Prisoner monitoring duties now ‘crystal clear’ to staff and managers

It is now “crystal clear” to prison staff and managers that the failure to monitor vulnerable inmates will result in dismissal, the head of the Irish Prison Service has said.

IPS director general, Caron McCaffrey, was commenting over the weekend, on the back of an inquest in Cork last month and a related report, of the Inspector of Prisons, into the death of an inmate in Cork Prison.

David Blackwell, aged 52, who had a history of psychiatric illness and substance abuse, died of heart failure in the Vulnerable Persons’ Unit of Cork Prison, in January 2017.

Those in the unit should be checked every 15 minutes. While initial prison records indicated that the checks had been done on Mr Blackwell, CCTV footage showed otherwise. A report by the acting inspector of prisons found that the CCTV footage was “incorrect and misleading” and detailed gaps in monitoring of 102 minutes, 97 minutes, and 51 minutes.

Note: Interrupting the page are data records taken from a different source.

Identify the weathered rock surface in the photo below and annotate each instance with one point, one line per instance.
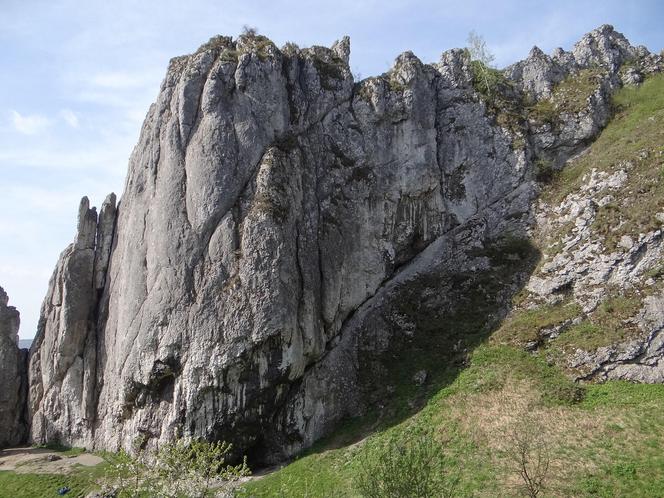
(13, 377)
(276, 217)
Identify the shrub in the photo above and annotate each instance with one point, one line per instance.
(395, 468)
(177, 469)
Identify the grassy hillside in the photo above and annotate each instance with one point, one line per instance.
(601, 440)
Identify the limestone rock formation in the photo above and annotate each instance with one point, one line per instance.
(13, 377)
(284, 226)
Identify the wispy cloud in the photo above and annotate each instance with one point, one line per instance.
(70, 117)
(29, 124)
(120, 80)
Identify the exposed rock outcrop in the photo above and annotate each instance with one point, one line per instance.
(13, 377)
(63, 362)
(277, 216)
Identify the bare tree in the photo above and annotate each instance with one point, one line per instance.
(529, 454)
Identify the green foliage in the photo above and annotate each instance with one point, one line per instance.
(485, 78)
(395, 467)
(177, 469)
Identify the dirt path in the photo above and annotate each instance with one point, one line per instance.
(43, 461)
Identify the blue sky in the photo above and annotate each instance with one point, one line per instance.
(77, 78)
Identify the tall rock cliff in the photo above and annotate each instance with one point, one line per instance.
(284, 228)
(13, 377)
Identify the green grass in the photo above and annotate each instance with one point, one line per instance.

Last August, the Irish Examiner published an analysis of reports by the inspector of prisons, which showed that two-thirds of deaths of vulnerable persons since 2012 produced concerns about misleading or inaccurate record-keeping by prison staff.

In an email sent out after the Cork inquest, Ms McCaffrey said Justice Minister Charlie Flanagan had expressed to her “his grave concern at this issue”.

Speaking to media at the weekend, Ms McCaffrey said she had made it “crystal clear” to prison officers, and governors, that dismissal would result from failing to check on vulnerable inmates every 15 minutes, unless there were good reasons why they could not do so.

She said: “I’ve made it very, very clear to our management and very, very clear to our staff that where staff, without good reason, don’t perform their duties, in my view that is gross misconduct and will result in dismissal.”

The IPS boss said that, “at the moment, discretion lies with the prison governor”, in terms of implementing a disciplinary sanction.

What we’re hoping to do is have consistency in relation to disciplinary guidelines across the estate and I’ve been very clear, both to our prison managers and to our staff, that this does constitute gross misconduct and that the appropriate sanction will be dismissal.

She said policies have been changed: “Previously, our prison management could only view a 20-minute piece of footage of night duty to ensure that staff are doing their job. We have removed and amended our CCTV policy, so our staff can now view the full CCTV footage of night guard duties.”

She said they had introduced a night log for staff “to ensure they contemporaneously note the issues that arise on any given night to ensure that where there is good reason for not having done those checks — and, as I said, operational issues absolutely do arise during an evening — that they are properly and appropriately recorded at the time”.

Up to 250 inmates have ‘severe’ mental illness

Some 250 prisoners have “severe and enduring mental illness”, and 30 of them require admission to the Central Mental Hospital, at any one time, the director general of the Irish Prison Service has said.

Caron McCaffrey said the country’s sole forensic mental health facility operates a waiting list for admissions, and that prison chiefs only have access to a “limited” number of beds there.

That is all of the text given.